Altro episodio cruciale del reportage è la Battaglia del Volturno. Mečnikov ne fa un racconto epico, con sangue, morti, feriti, atti d’eroismo, fucilate, bombardamenti e incendi, colpi di scena, imboscate, saccheggi e crudeltà. Annota ad esempio che a Caserta i garibaldini, «sei volte inferiori per numero» rispetto al nemico, vinsero non solo per il carisma di Garibaldi e il valore dei suoi ufficiali, ma anche per il triste spettacolo dalle orribili torture praticate dalla soldataglia borbonica sui prigionieri che esacerbò l’animo delle camicie rosse spronandole alla vittoria.

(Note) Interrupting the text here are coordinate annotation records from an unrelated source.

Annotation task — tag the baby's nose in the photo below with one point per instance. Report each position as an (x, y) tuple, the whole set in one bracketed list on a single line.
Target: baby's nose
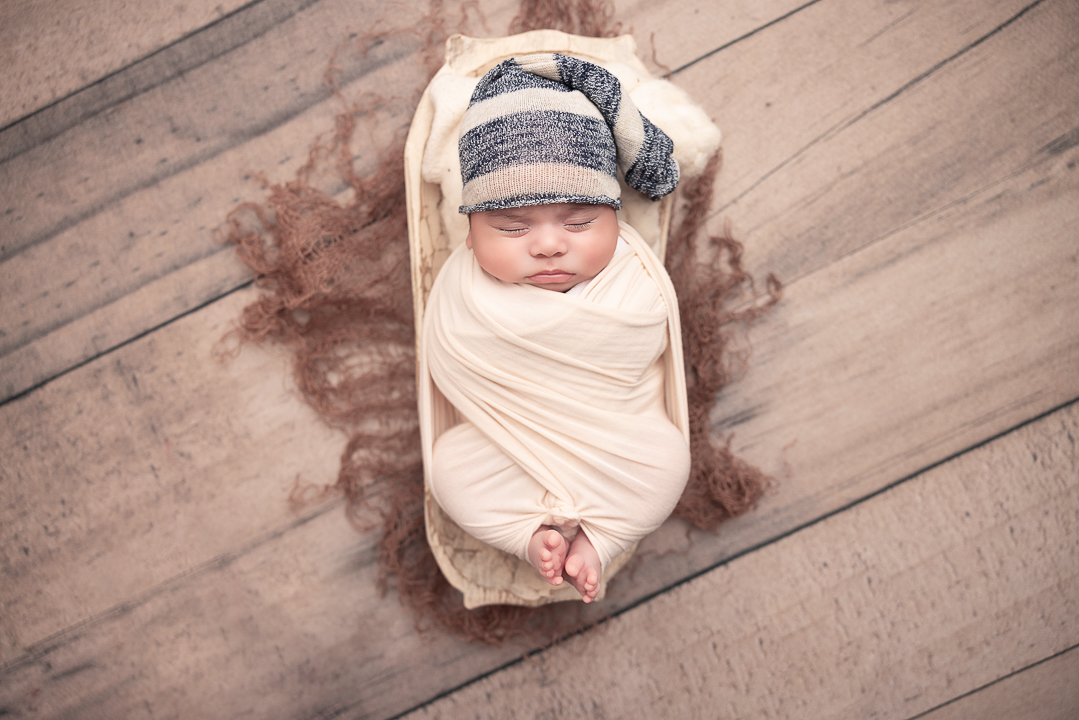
[(548, 244)]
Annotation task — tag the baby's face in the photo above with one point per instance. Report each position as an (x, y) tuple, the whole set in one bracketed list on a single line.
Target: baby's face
[(548, 246)]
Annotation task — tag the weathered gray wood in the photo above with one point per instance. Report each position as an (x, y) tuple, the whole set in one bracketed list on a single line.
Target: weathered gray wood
[(931, 589), (52, 50), (856, 83), (177, 592), (864, 413), (131, 197), (1047, 691), (144, 465), (132, 194)]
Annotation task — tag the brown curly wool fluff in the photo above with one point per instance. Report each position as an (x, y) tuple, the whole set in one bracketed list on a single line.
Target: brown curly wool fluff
[(336, 289)]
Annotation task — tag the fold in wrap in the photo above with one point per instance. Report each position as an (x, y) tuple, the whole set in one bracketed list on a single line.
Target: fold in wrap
[(562, 399)]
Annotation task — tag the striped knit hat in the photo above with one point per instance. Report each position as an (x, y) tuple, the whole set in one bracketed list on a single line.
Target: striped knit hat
[(550, 128)]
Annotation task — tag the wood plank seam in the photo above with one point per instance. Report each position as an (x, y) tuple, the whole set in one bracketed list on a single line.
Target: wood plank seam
[(276, 120), (38, 650), (126, 342), (745, 36), (997, 681), (220, 37), (838, 127), (646, 598)]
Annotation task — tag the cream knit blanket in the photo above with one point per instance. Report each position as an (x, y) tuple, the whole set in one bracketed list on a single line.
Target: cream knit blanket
[(562, 401)]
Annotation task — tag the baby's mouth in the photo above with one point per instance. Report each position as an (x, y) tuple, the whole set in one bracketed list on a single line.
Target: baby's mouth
[(551, 276)]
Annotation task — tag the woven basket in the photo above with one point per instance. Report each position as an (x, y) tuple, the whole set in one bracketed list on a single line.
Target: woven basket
[(483, 574)]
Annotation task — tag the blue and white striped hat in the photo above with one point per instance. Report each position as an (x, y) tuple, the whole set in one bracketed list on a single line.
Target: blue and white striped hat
[(551, 128)]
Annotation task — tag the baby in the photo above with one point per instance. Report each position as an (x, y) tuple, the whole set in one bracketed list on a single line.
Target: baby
[(546, 330)]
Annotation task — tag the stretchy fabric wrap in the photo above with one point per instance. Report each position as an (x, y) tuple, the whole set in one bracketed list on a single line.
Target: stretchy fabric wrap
[(562, 402)]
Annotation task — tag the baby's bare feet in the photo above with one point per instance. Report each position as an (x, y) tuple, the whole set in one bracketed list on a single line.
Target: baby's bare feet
[(547, 553), (583, 567)]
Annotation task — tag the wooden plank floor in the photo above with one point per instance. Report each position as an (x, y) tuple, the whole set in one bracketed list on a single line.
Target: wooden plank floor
[(907, 168)]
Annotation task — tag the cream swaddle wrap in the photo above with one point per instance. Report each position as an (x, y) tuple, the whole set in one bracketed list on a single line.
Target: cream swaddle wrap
[(562, 399)]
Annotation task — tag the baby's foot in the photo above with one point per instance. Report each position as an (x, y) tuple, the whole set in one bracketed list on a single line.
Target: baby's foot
[(547, 553), (583, 567)]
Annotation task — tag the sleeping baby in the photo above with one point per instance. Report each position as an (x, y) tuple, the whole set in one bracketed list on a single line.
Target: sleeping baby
[(546, 329)]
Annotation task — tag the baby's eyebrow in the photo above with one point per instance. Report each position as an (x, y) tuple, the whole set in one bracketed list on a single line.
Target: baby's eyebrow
[(506, 215)]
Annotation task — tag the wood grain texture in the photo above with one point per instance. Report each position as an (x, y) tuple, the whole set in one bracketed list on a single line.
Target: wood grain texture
[(52, 50), (930, 589), (132, 193), (150, 562), (1046, 691), (141, 466)]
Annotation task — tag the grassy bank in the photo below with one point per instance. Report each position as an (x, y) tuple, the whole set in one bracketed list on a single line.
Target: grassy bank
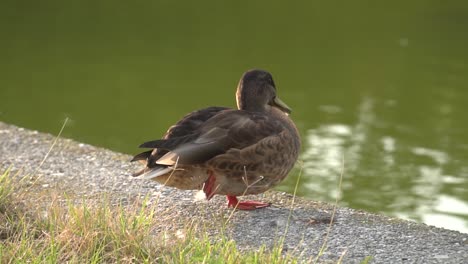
[(58, 229)]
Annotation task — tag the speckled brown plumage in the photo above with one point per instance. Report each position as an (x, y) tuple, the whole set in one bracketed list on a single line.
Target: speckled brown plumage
[(226, 151)]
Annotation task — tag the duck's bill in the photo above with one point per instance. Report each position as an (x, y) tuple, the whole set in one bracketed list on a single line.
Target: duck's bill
[(281, 105)]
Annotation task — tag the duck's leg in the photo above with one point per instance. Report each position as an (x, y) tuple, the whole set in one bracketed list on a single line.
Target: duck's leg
[(245, 205), (209, 187)]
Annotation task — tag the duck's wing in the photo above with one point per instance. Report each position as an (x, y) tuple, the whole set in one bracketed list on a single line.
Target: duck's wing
[(231, 129), (184, 130)]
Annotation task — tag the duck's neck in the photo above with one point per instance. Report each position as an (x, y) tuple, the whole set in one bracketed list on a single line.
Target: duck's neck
[(249, 103)]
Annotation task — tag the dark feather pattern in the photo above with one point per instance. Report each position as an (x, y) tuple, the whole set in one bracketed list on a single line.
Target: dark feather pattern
[(228, 151)]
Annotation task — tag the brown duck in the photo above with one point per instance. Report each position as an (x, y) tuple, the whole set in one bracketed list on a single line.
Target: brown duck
[(227, 151)]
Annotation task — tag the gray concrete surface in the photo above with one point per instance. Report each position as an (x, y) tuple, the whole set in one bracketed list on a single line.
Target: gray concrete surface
[(87, 170)]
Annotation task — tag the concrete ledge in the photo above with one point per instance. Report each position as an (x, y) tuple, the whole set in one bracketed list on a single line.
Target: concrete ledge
[(86, 170)]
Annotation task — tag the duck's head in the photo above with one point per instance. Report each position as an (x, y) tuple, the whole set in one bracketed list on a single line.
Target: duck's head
[(257, 92)]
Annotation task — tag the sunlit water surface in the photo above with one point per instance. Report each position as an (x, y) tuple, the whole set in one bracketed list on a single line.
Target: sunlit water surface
[(379, 92)]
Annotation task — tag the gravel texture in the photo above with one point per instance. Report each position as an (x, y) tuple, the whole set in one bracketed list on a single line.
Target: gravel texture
[(86, 170)]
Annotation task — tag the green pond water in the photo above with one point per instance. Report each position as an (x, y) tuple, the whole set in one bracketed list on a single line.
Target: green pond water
[(380, 86)]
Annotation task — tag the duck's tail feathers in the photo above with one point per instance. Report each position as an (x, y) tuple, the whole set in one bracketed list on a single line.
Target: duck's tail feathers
[(142, 156), (148, 174)]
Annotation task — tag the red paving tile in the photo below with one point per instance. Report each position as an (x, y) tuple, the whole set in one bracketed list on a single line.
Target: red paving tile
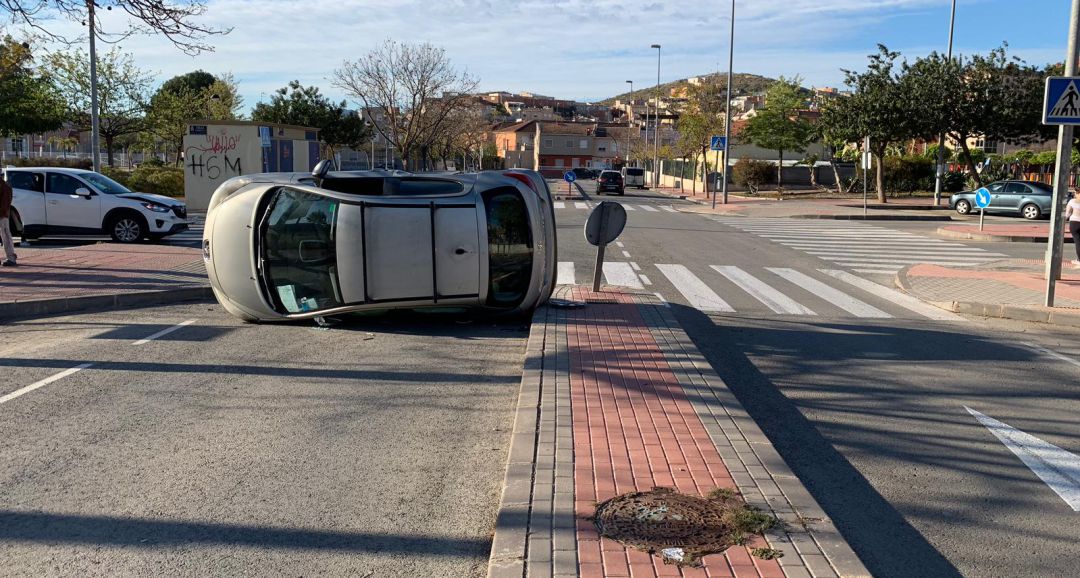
[(635, 429)]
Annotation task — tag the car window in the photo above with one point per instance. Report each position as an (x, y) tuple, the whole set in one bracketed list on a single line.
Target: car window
[(510, 247), (23, 179), (299, 257), (61, 184)]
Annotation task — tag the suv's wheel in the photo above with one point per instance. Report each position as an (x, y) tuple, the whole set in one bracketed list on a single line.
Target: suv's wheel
[(126, 227), (1030, 211)]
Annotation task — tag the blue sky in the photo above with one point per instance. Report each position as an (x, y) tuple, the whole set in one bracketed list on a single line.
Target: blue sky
[(586, 49)]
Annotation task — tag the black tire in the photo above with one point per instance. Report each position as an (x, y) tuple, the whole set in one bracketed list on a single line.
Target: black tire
[(126, 227), (1030, 212)]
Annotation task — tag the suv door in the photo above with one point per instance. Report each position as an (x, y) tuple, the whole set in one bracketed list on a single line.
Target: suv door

Altro particolare interessante riguarda l’incontro del Generale col re, che realtà non avvenne a Teano, ma a Santo Tamaro, ed il vero scambio di battute fu il seguente: “Salute al re d’Italia”, “Salute al migliore dei miei amici”. Va da sé che non poco tempo dopo, sull’Aspromonte, il Savoia mandò i suoi soldati contro “il migliore dei [suoi] amici” che fu gravemente ferito.
Infine alcune riflessioni sul dopo–spedizione. Nota Mečnikov che all’arrivo delle truppe piemontesi tutti i possidenti terrieri del Napoletano tirarono un sospiro di sollievo perché temevano che Garibaldi facesse una vera rivoluzione espropriandoli dei loro beni per distribuirli al popolo e ai contadini. Ed infatti i primi atti del Savoia furono: l’annullamento dei principali decreti emessi dal Dittatore; la trasformazione dell’esercito garibaldino in esercito meridionale che avrebbe dovuto confluire in quello sabaudo (ma i garibaldini dovettero subire una severa e umiliante prova d’ammissione); il disarmo dei Mille che ad esempio originò alcuni scontri fra piemontesi e calabresi che si erano rifiutati di cedere le armi. Forse anche da questo trasse poi linfa il banditismo meridionale.